Peu habitués à vivre le multi-culturalisme au quotidien, les Tchèques pourraient devenir, sous l'influence de ces émeutes, encore plus méfiants envers les immigrés, comme l'estime le sociologue Jan Hartl. Interrogé par le journal Mlada fronta Dnes, il a dit : « Ce sont toujours les émotions irrationnelles qui font monter en puissance la xénophobie. Les menaces réelles, fondées sur une expérience personnelle, ne sont jamais aussi importantes aux yeux de la population que celles qu'elle s'imagine, en fonction de ce qu'elle apprend par ouï-dire. Il faut donc expliquer aux gens ce qui ce passe et pourquoi. »

Difficile, pourtant, de trouver une explication claire et nette au phénomène vu, certes, sous un angle tchèque, et ce même pour une personne érudite. Jiri Dienstbier, premier ministre tchécoslovaque des Affaires étrangères après 1989 et, actuellement, un des responsables de l'indépendance de l'agence de presse Reuters, est une des rares personnalités publiques dans le pays à s'être exprimé sur l'actualité française. Il a dit à Radio Prague :

Jiri Dienstbier
« Vous savez, d'après ce que nous en savons, pour l'instant, et cela concerne aussi les Pays-Bas, l'Angleterre et peut-être d'autres pays encore, c'est un problème lié à une attitude libérale vis-à-vis de l'immigration. Les premiers immigrés ont été heureux de pouvoir s'installer dans ces pays, d'échapper à la misère, aux régimes terroristes. Et ils se sont parfaitement intégrés à la société qui les a accueillis ! Mais leurs enfants et petits-enfants qui sont, eux, Français, Anglais ou Néerlandais et qui ont grandi dans les banlieues, ne savent pas s'intégrer. Si la politique d'immigration a été libérale, il faut aujourd'hui faire des efforts pour que ces jeunes puissent se sentir valorisés. »

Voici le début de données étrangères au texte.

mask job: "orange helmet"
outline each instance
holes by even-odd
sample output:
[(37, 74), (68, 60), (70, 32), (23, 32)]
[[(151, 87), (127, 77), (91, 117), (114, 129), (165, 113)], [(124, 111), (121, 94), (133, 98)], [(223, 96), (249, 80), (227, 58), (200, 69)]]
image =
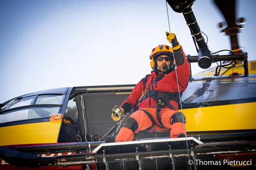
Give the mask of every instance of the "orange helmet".
[(151, 60), (150, 62), (150, 67), (154, 71), (157, 68), (156, 58), (159, 56), (166, 55), (171, 57), (171, 65), (173, 64), (173, 52), (172, 48), (166, 45), (159, 45), (157, 46), (152, 50), (151, 54), (149, 56), (149, 59)]

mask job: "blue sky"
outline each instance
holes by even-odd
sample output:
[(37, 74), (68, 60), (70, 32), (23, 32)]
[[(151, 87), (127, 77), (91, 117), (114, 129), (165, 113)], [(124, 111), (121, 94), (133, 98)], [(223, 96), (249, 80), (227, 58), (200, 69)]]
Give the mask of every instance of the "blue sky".
[[(237, 17), (246, 18), (239, 45), (256, 60), (256, 1), (237, 5)], [(197, 55), (183, 16), (168, 9), (171, 31), (186, 54)], [(197, 0), (192, 9), (209, 49), (230, 49), (212, 1)], [(51, 88), (136, 84), (151, 71), (152, 49), (168, 44), (164, 0), (0, 0), (0, 102)]]

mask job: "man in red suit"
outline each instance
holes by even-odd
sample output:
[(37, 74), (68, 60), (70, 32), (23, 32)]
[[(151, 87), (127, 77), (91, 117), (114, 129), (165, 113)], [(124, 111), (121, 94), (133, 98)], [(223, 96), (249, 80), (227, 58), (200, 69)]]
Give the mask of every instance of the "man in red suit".
[(189, 81), (189, 63), (175, 34), (166, 32), (166, 35), (172, 48), (162, 45), (153, 49), (150, 55), (153, 71), (139, 82), (120, 107), (112, 110), (112, 119), (118, 121), (134, 107), (138, 108), (120, 129), (116, 142), (132, 141), (134, 133), (143, 130), (170, 130), (172, 138), (186, 136), (186, 119), (177, 110), (179, 93), (181, 95), (185, 91)]

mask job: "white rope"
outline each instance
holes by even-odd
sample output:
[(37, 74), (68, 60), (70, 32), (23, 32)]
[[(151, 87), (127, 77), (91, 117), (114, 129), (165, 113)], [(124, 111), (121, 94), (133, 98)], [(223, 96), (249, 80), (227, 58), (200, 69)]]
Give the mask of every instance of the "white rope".
[[(167, 17), (168, 18), (168, 23), (169, 24), (169, 32), (170, 33), (171, 33), (171, 26), (170, 25), (170, 21), (169, 21), (169, 13), (168, 13), (168, 8), (167, 8), (167, 1), (166, 0), (166, 9), (167, 11)], [(180, 87), (179, 85), (179, 81), (178, 80), (178, 75), (177, 74), (177, 67), (176, 67), (176, 62), (175, 60), (175, 57), (174, 57), (174, 51), (173, 50), (173, 47), (172, 46), (172, 51), (173, 51), (173, 61), (175, 63), (175, 74), (176, 74), (176, 80), (177, 82), (177, 85), (178, 86), (178, 92), (179, 93), (179, 97), (180, 98), (180, 109), (181, 109), (181, 114), (183, 114), (183, 109), (182, 109), (182, 105), (181, 105), (181, 97), (180, 96)], [(185, 132), (186, 132), (186, 128), (185, 127), (185, 120), (184, 120), (184, 116), (182, 116), (182, 121), (184, 123), (184, 130)], [(187, 140), (187, 135), (186, 135), (186, 133), (185, 134), (185, 136), (186, 136), (186, 149), (187, 149), (187, 151), (188, 152), (188, 157), (189, 157), (189, 160), (190, 160), (190, 154), (189, 154), (189, 145), (188, 144), (188, 140)], [(191, 165), (190, 164), (189, 164), (189, 169), (191, 170)]]

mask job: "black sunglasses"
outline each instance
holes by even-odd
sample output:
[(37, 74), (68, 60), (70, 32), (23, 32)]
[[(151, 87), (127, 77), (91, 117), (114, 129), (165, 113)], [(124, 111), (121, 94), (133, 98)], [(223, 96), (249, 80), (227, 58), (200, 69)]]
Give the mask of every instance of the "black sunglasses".
[(158, 57), (157, 58), (157, 60), (159, 61), (162, 61), (163, 60), (163, 59), (165, 60), (166, 61), (171, 61), (171, 57)]

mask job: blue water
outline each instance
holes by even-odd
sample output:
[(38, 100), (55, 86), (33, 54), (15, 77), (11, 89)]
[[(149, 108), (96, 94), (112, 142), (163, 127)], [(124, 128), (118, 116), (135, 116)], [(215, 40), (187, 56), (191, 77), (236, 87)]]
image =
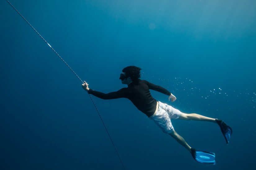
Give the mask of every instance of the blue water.
[[(12, 0), (89, 88), (125, 87), (124, 67), (177, 97), (182, 112), (223, 120), (173, 120), (196, 162), (129, 100), (92, 96), (127, 170), (251, 169), (256, 157), (256, 1)], [(82, 83), (5, 1), (0, 2), (0, 169), (123, 169)]]

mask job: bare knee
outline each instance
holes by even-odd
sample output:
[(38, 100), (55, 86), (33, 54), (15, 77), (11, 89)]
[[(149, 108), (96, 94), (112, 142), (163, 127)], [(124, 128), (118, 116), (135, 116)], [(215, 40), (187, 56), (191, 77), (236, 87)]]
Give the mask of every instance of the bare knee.
[[(193, 114), (193, 113), (192, 113)], [(187, 113), (182, 113), (180, 116), (179, 119), (182, 119), (183, 120), (185, 120), (186, 121), (190, 121), (191, 120), (191, 117), (190, 115), (191, 114), (188, 114)]]

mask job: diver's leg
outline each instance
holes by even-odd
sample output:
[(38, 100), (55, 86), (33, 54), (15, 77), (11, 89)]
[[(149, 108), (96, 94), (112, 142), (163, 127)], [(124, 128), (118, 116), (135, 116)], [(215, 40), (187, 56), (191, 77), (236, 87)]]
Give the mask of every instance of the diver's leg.
[(191, 153), (191, 147), (185, 141), (183, 138), (178, 134), (174, 130), (172, 130), (171, 132), (169, 133), (168, 134), (170, 135), (172, 137), (175, 139), (177, 141), (177, 142), (178, 142), (180, 144), (188, 150)]
[(217, 122), (215, 121), (216, 119), (206, 117), (196, 113), (188, 114), (182, 113), (178, 118), (180, 119), (187, 121), (193, 120), (194, 121), (204, 121), (217, 123)]

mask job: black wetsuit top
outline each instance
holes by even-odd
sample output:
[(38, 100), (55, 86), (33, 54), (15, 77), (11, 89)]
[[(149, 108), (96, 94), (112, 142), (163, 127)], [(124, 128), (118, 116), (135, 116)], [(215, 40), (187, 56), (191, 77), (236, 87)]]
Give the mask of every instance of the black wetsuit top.
[(127, 98), (139, 110), (150, 117), (155, 113), (157, 103), (156, 100), (151, 96), (150, 89), (168, 96), (171, 95), (171, 93), (161, 86), (140, 79), (138, 83), (132, 82), (128, 87), (122, 88), (117, 91), (105, 94), (90, 89), (88, 92), (102, 99)]

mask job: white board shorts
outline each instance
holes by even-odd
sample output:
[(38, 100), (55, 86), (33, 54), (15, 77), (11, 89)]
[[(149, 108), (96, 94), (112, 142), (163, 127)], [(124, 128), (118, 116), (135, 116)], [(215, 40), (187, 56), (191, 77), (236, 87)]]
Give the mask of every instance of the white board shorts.
[(165, 103), (159, 101), (158, 103), (157, 112), (149, 119), (153, 120), (164, 133), (168, 134), (174, 130), (171, 119), (178, 118), (182, 113)]

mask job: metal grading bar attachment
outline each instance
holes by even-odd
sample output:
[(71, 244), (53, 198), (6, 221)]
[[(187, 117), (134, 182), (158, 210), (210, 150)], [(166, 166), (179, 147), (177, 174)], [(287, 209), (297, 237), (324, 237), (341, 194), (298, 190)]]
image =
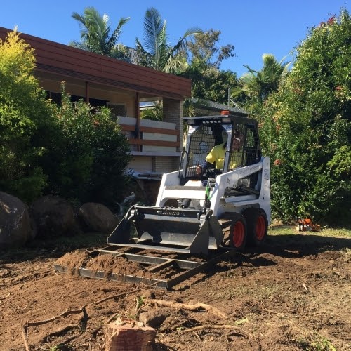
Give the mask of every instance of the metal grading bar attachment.
[[(122, 249), (124, 249), (124, 251), (121, 252), (119, 251)], [(131, 253), (130, 251), (133, 250), (133, 249), (128, 248), (126, 251), (125, 249), (125, 246), (116, 244), (113, 246), (107, 246), (92, 251), (89, 256), (93, 258), (99, 255), (112, 254), (116, 257), (123, 257), (129, 261), (136, 262), (147, 267), (147, 268), (145, 268), (145, 272), (148, 273), (161, 272), (170, 267), (174, 268), (176, 272), (173, 274), (173, 277), (171, 277), (167, 279), (149, 278), (117, 273), (107, 274), (105, 272), (95, 271), (82, 267), (77, 270), (78, 274), (87, 278), (106, 279), (110, 281), (128, 283), (142, 283), (147, 286), (152, 286), (154, 288), (170, 289), (200, 272), (204, 272), (213, 267), (217, 263), (229, 259), (235, 253), (235, 250), (224, 251), (220, 253), (217, 250), (216, 253), (211, 256), (208, 260), (197, 262), (174, 258), (158, 257), (151, 256), (151, 254)], [(60, 273), (68, 273), (69, 272), (69, 267), (60, 265), (54, 265), (54, 268), (57, 272)]]

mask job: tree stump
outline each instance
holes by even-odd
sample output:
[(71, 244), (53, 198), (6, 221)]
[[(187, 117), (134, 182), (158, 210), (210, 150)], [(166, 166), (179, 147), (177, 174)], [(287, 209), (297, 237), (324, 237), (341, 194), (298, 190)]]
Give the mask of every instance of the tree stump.
[(105, 351), (152, 351), (156, 331), (133, 319), (109, 323), (105, 333)]

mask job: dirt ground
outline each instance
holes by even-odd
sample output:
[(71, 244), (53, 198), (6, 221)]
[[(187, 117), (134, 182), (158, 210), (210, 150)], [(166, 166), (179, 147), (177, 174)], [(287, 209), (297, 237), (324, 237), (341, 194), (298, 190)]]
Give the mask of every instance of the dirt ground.
[(270, 232), (169, 291), (54, 271), (143, 271), (121, 258), (87, 261), (88, 249), (0, 253), (0, 350), (25, 350), (26, 340), (31, 350), (104, 350), (107, 322), (142, 315), (153, 350), (351, 350), (351, 239)]

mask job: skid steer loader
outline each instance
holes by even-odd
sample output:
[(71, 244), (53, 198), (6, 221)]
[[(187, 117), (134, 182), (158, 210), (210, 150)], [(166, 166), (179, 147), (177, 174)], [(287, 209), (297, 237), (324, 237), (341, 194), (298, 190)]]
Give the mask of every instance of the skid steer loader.
[[(245, 113), (223, 112), (187, 117), (184, 123), (186, 141), (179, 169), (163, 175), (155, 206), (131, 207), (108, 237), (107, 247), (99, 252), (153, 265), (149, 272), (176, 265), (185, 270), (173, 279), (147, 282), (166, 288), (246, 245), (260, 245), (270, 223), (270, 162), (261, 155), (257, 121)], [(223, 133), (227, 137), (225, 143)], [(208, 164), (199, 174), (199, 166), (221, 143), (223, 166)], [(194, 256), (205, 260), (179, 259)], [(88, 271), (81, 275), (98, 277)], [(132, 282), (138, 278), (115, 277)], [(140, 277), (137, 281), (146, 282)]]

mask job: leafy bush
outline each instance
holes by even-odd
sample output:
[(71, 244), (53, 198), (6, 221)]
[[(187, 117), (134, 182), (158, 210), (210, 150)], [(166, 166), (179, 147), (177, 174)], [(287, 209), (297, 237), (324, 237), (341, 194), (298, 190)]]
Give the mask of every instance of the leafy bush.
[(33, 50), (16, 32), (0, 39), (0, 189), (28, 201), (46, 185), (38, 165), (46, 150), (36, 140), (51, 124), (44, 92), (32, 74), (34, 62)]
[(62, 105), (53, 105), (60, 134), (42, 164), (57, 194), (81, 201), (113, 204), (126, 182), (128, 140), (110, 111), (72, 103), (62, 85)]
[(128, 182), (128, 140), (108, 109), (72, 105), (64, 86), (61, 106), (46, 100), (34, 65), (16, 32), (0, 41), (0, 190), (113, 204)]

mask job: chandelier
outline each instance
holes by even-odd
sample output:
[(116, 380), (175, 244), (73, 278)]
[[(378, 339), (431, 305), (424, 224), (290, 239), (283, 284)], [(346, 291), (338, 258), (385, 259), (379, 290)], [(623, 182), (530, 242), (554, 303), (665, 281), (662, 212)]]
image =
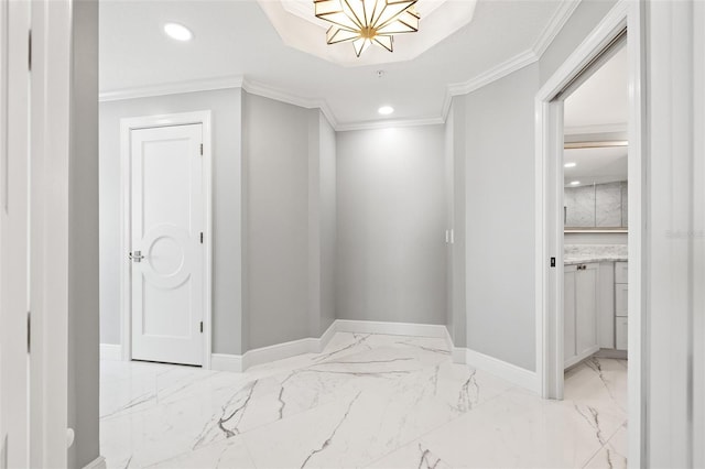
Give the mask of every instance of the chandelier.
[(328, 44), (351, 42), (359, 57), (371, 44), (394, 50), (394, 34), (419, 31), (417, 0), (314, 0), (316, 18), (333, 25)]

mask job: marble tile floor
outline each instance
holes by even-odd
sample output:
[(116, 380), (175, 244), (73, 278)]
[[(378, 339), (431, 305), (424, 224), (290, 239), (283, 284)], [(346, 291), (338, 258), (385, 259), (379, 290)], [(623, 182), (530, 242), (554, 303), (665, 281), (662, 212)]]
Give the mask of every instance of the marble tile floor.
[(337, 334), (246, 373), (101, 362), (100, 445), (126, 468), (620, 468), (627, 363), (566, 372), (565, 400), (454, 364), (443, 339)]

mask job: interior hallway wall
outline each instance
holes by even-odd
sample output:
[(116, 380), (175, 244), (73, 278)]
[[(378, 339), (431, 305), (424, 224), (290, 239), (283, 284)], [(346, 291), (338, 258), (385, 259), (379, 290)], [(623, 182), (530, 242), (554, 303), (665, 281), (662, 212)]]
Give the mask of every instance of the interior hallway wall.
[(538, 63), (453, 99), (466, 109), (467, 347), (527, 370), (536, 360), (534, 96), (614, 4), (582, 1)]
[(465, 106), (467, 345), (529, 370), (535, 368), (538, 89), (532, 64), (458, 99)]
[(120, 343), (120, 119), (212, 110), (213, 350), (241, 353), (241, 90), (100, 102), (100, 342)]
[(67, 423), (75, 439), (67, 467), (83, 468), (100, 454), (98, 1), (73, 1), (72, 25)]
[(444, 127), (338, 132), (339, 319), (446, 324)]
[(335, 133), (318, 109), (243, 94), (246, 350), (333, 318)]

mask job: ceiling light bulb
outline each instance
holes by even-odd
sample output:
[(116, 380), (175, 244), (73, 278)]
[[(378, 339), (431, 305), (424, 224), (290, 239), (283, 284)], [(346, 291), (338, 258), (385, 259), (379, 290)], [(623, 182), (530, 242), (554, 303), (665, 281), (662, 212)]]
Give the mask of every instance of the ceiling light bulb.
[(176, 41), (191, 41), (194, 34), (188, 30), (188, 28), (178, 24), (178, 23), (166, 23), (164, 24), (164, 33), (173, 40)]

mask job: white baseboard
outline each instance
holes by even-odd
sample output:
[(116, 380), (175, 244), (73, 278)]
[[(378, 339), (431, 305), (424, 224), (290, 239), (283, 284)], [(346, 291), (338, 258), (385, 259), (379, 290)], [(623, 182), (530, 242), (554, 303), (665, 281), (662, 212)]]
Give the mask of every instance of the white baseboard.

Ce qui n'est évident ni en France ni, d'une certaine manière, en République tchèque, admet Jiri Dienstbier :

Photo: CTK
« Dans notre époque trop médiatisée, marquée par l'influence de la télévision, d'Internet et je ne sais quoi encore, c'est un défi énorme et personne ne sait très bien comment remédier à ce problème des jeunes. Car si, dans leurs ghettos, ils ne font que regarder les programmes des chaînes de télévisions arabes au caractère incendiaire... et si leurs copains à Prague, Bruxelles ou Berlin voient à leur tour à la télé les banlieues françaises en flammes... Cela me fait penser à Shimon Perez, qui disait que la télévision pourrait être un bon outil démocratique, mais que, au contraire, elle rend la démocratie impossible... »

D'après Jiri Dienstbier, les principaux groupes d'immigrés en République tchèque, qu'il s'agisse des ressortissants de l'ex-URSS, des Slovaques ou des Polonais, arrivent facilement à s'intégrer à la société majoritaire et ne représentent presque aucun danger. Tandis que le sociologue Jan Hartl, lui, met en garde contre une éventuelle montée de tension au sein de la communauté rom qui, en dépit de nombreux programmes de soutien mis en place par les gouvernements tchèques, continue à se sentir marginalisée...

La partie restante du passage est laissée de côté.